Tener un territorio municipal tan inmenso tiene sus pros y sus contras, pero, sin duda, obliga y más cuando más del 70% de sus contribuyentes residen fuera del suelo urbano. Las comisiones de fiestas se han quedado, en general, sin recursos económicos al no haber podido celebrar bingos y fiestas de elección de cortes de honor, entre otras iniciativas recaudatorias. Estas comisiones la forman vecinos que no ganan un duro en este menester, salvo algún disgusto y ‘algo’ que se les ‘pega al bolsillo’, además de las horas que ofrecen en una clara vocación de servicio hacia las personas de su entorno (ojalá copiasen los políticos). Hacen una labor que en la mayoría de municipios de España corresponde al Gobierno municipal (valgan los ejemplos cercanos de La Unión y de Torre Pacheco) y ahora, al menos, necesitan (y merecen) ayuda.

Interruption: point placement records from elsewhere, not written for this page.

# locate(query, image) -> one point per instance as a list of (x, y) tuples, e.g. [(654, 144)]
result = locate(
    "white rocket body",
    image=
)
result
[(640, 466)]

Habrá fiestas populares que, debido a la norma de no más de reuniones de más de 400 personas en el exterior, no se puedan celebrar. Es el caso del Polígono de Santa Ana, que ya ha anulado sus jóvenes festejos de septiembre, que en sus primeros cuatro años se han convertido en un acontecimiento social. Lo entiendo, pero son las menos, pues la gran mayoría se pueden sacar adelante, aunque, por las circunstancias excepcionales de este año, no duren diez días y se limiten a un fin de semana. Algo es algo y no todo es la ciudad o lo que ofrezcan las pantallas de ordenadores y móviles.

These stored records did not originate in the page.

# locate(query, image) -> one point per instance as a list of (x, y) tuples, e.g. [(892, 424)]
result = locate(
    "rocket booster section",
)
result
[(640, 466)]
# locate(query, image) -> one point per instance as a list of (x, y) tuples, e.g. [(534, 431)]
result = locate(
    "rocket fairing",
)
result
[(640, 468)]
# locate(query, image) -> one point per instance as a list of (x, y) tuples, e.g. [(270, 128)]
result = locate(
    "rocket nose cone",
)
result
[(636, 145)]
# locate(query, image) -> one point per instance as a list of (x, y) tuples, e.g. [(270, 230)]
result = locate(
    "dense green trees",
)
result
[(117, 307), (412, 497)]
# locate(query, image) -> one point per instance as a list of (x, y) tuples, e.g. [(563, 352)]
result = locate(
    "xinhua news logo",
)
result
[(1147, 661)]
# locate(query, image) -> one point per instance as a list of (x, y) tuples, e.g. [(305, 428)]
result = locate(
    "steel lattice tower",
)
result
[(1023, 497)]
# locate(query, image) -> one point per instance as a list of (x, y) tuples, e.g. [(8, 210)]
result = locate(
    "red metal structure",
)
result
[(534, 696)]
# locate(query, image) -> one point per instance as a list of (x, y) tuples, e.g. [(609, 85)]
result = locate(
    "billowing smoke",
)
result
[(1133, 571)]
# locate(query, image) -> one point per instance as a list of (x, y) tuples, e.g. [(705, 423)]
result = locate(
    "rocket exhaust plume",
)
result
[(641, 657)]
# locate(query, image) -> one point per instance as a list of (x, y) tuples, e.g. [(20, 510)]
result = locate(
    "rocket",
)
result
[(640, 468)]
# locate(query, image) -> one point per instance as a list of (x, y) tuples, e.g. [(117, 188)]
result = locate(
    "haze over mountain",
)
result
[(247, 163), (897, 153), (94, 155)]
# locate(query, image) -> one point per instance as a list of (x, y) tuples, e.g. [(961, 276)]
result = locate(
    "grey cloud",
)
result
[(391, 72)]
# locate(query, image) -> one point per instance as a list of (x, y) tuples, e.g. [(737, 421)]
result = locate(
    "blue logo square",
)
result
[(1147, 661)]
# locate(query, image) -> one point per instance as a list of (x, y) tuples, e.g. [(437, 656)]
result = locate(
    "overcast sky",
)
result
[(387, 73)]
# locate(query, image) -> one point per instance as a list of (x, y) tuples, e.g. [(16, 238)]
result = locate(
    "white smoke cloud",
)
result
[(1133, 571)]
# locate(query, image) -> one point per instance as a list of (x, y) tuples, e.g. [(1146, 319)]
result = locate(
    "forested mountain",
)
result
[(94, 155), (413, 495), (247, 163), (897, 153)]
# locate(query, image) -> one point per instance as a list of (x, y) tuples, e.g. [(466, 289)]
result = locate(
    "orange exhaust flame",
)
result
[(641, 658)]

Si hay voluntad habrá soluciones. En unos casos habrá que cerrar con vallas un recinto, pero en otros no será necesario para limitar el aforo. La presencia estable de la policía del municipio (sin duda harán falta menos agentes que para vigilar las playas) es otro factor importante y son muchas más las ideas, pero deben ser autoridades y comisiones de fiestas (cada lugar tendrá sus singularidades) los que las fijen.

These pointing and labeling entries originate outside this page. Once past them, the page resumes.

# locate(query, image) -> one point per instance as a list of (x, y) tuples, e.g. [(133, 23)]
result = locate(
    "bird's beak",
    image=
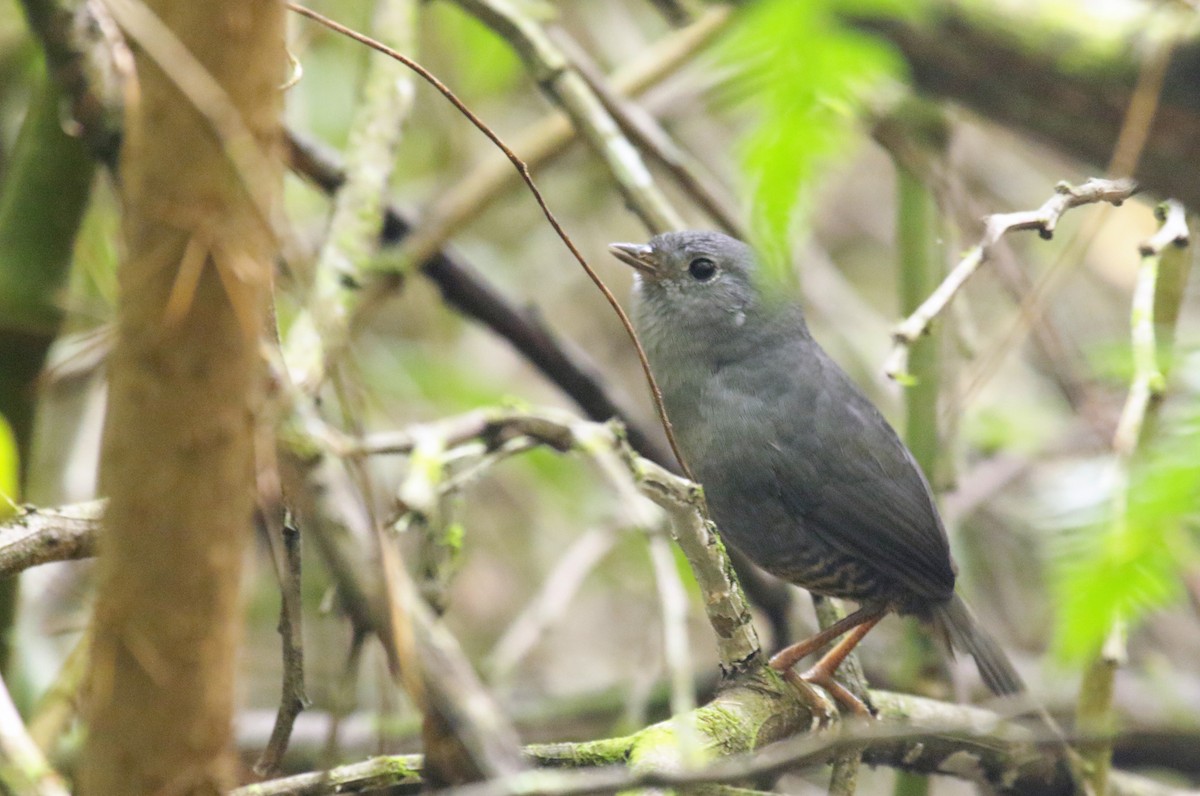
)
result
[(640, 256)]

Las fiestas son puntos de encuentro de amigos que, por sus ocupaciones, sólo se ven en ese momento en todo el año. Además es una tradición en peligro con las nuevas tecnologías (el mundo será una pantalla) y merece que se luche por conservarla aunque sea para alguna generación más. Pienso que son necesarias y más en ‘el año del confinamiento’.  

En La Aparecida, la comisión festera tiene claro que deben trabajar por unos días de fiestas en septiembre. De la mayoría restante, que sepamos, paralización en espera de ver si el Ayuntamiento y las juntas vecinales muestran su beneplácito y apoyo económico, pues el trabajo principal lo ponen los vecinos.

Lo que tengo claro es que nuestra perspectiva de todo han cambiado mucho de marzo a mayo y que de junio a septiembre puede suceder algo igual. Nos hablan de la ‘nueva normalidad’ y nos imponen unas normas de comportamiento. Pues, a cumplirlas y no creo que hacerlo esté reñido con las fiestas populares y controladas. Además, si se establece ese protocolo, servirá también para años venideros. Cuanto antes mejor afrontar este asunto hasta que no llegue la vacuna exterminadora del Covid-19.

En La Unión no hay debate. El Gobierno municipal ha decidido suspender todas las fiestas hasta Navidad. Cada cual tiene sus argumentos y son de respetar.

Los que tienen el mando son los que deciden y los que no mandamos nada opinamos desde nuestra particular posición. En este caso defiendo que tenemos el cuerpo para fiestas populares, controladas y con menos de 400 asistentes, pero lo mismo resulta que mis criterios me han llevado al error y que nada de mi planteamiento es ‘ferpecto’.